«Il Papa la vorrebbe vedere a pranzo»

La lunga intervista di Vittorio Zucconi a Joaquín Navarro Valls, sul suo rapporto con Karol Wojtyla

Oggi su Repubblica Vittorio Zucconi intervista Joaquín Navarro Valls, giornalista e psichiatra spagnolo, responsabile della Sala stampa del Vaticano dal 1984 fino alla fine del pontificato di Giovanni Paolo II (che il primo maggio la Chiesa cattolica proclamerà beato).

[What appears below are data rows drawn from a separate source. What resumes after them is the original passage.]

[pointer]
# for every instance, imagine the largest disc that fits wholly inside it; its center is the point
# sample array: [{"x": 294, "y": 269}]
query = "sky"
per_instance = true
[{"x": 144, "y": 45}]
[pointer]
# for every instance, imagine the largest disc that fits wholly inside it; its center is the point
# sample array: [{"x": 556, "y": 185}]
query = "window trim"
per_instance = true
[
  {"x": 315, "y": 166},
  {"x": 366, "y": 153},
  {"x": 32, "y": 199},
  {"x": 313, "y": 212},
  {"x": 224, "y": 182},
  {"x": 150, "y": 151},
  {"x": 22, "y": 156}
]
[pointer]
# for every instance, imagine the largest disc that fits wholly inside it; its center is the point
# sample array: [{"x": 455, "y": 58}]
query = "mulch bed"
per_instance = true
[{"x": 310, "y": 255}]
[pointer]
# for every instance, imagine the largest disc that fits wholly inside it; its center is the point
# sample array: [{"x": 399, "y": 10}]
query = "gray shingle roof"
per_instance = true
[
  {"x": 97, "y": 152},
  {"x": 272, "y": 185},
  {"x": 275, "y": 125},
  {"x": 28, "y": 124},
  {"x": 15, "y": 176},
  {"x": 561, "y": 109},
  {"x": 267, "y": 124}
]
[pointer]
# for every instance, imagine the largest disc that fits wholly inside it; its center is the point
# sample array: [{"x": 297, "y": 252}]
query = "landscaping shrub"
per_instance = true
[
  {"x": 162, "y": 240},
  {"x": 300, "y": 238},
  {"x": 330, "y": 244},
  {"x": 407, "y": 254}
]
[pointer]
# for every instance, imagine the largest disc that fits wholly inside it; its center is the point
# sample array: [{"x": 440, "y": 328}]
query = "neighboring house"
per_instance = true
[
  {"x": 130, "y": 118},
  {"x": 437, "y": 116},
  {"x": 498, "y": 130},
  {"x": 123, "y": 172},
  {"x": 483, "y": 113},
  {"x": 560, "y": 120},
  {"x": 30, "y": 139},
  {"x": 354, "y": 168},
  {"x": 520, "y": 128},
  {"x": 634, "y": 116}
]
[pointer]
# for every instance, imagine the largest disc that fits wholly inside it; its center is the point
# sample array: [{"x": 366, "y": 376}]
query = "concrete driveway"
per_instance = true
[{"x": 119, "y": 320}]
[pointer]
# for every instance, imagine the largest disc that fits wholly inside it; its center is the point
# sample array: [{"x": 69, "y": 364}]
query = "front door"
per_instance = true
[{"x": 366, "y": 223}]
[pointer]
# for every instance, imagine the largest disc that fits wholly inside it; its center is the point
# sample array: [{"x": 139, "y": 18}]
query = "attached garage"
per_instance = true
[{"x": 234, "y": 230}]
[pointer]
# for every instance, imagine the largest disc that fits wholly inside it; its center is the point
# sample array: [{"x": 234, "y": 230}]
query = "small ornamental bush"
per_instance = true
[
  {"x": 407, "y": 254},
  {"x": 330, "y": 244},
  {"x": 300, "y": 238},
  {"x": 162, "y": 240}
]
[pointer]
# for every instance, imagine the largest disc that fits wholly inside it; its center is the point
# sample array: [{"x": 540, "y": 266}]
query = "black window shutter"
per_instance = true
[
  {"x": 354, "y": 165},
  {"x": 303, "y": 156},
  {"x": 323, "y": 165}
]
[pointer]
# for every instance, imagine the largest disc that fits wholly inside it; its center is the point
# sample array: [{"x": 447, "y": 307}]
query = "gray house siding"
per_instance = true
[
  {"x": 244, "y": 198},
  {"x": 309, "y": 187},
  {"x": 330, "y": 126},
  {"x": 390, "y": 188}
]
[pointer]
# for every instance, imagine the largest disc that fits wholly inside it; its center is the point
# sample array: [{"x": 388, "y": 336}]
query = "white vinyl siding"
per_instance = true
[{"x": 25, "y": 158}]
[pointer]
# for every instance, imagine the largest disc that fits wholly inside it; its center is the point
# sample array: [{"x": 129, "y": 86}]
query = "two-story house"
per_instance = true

Sono seduto accanto a Gianni Agnelli, nella sede della Stampa estera. La segretaria mi porta un bigliettino scritto a mano: il Papa la vorrebbe vedere a pranzo. È uno scherzo. E quando sarebbe? Subito, tra un’ora”. Fu un’ora che sarebbe durata ventidue anni per Joaquin Navarro-Valls, il giornalista e medico psichiatra spagnolo che sarebbe stato fino alla sera dell’addio alla vita di Giovanni Paolo II, il Beato Wojtyla dal primo maggio prossimo, il decoder quotidiano fra l’eterno e il quotidiano, fra la santità e il giornalismo. Nessun altro, salvo monsignor Dziwisz, oggi cardinale, e le suore di pietra che vidi pregare accanto alla salma esposta nella Sala Clementina, avrebbe trascorso tanto tempo, diviso tanti silenzi, tanti segreti e tante parole con Karol Josef Wojtyla, quanto Navarro-Valls. Una vita con il Papa, in perenne equilibrio tra la comunicazione pubblica e le stanze segrete, tra il sublime del messaggio e il purgatorio dei mass media.

Era il 1984.
“Davanti a me c’è il capo della Chiesa Cattolica, il successore di Pietro, di cui avevo letto alcuni testi ma che conoscevo soltanto da lontano, come giornalista. Mi chiede se avessi qualche idea per migliorare la comunicazione della Santa Sede”.

In che lingua parlavate?
“In italiano. La vostra, anzi, la nostra lingua come aveva detto la sera della elezione, parlando dalla Loggia”.

Lei che idee gli propose?
“Gli dissi che non sapevo che cosa dire, così, su due piedi. E lui, ridendo: e lei me lo dica lo stesso. Lui taceva, mi studiava con il capo un po’ piegato, quei suoi occhi taglienti, ironici, allegri, lo sguardo che mantenne anche quando gli occhi furono imprigionati nella maschera della sofferenza”.

Per due decenni, fino a quando l’infermiera suor Tobiana Sobodka riferì di avere sentito il Papa mormorarle all’orecchio in polacco “… pozwólcie mi odejsc do domu Ojca…”, “lasciatemi tornare alla casa del Padre”, nella sera del 2 aprile 2005, Navarro-Valls avrebbe guardato ogni giorno in quegli occhi, cercando di capire quello che lui stesso non poteva capire, il mistero di un Pontefice destinato al cielo delle beatitudini cristiane.

“Me lo domandavo, agli inizi, anche io chi fosse, che cosa fosse il mistero di Wojtyla. Ha cambiato la storia della politica e della diplomazia, senza essere né un politico né un diplomatico. Ha rivoltato le premesse della filosofia dominante senza esercitare più la professione del filosofo, ha affascinato il mondo dei media prendendo posizioni impopolari. Voleva appassionatamente attirare l’attenzione sul messaggio, ma il mondo sembrava ossessionato dal messaggero. Credevano di amare il cantante, e non si rendevano conto, o non volevano ammetterlo, che in realtà erano attratti dalla musica”.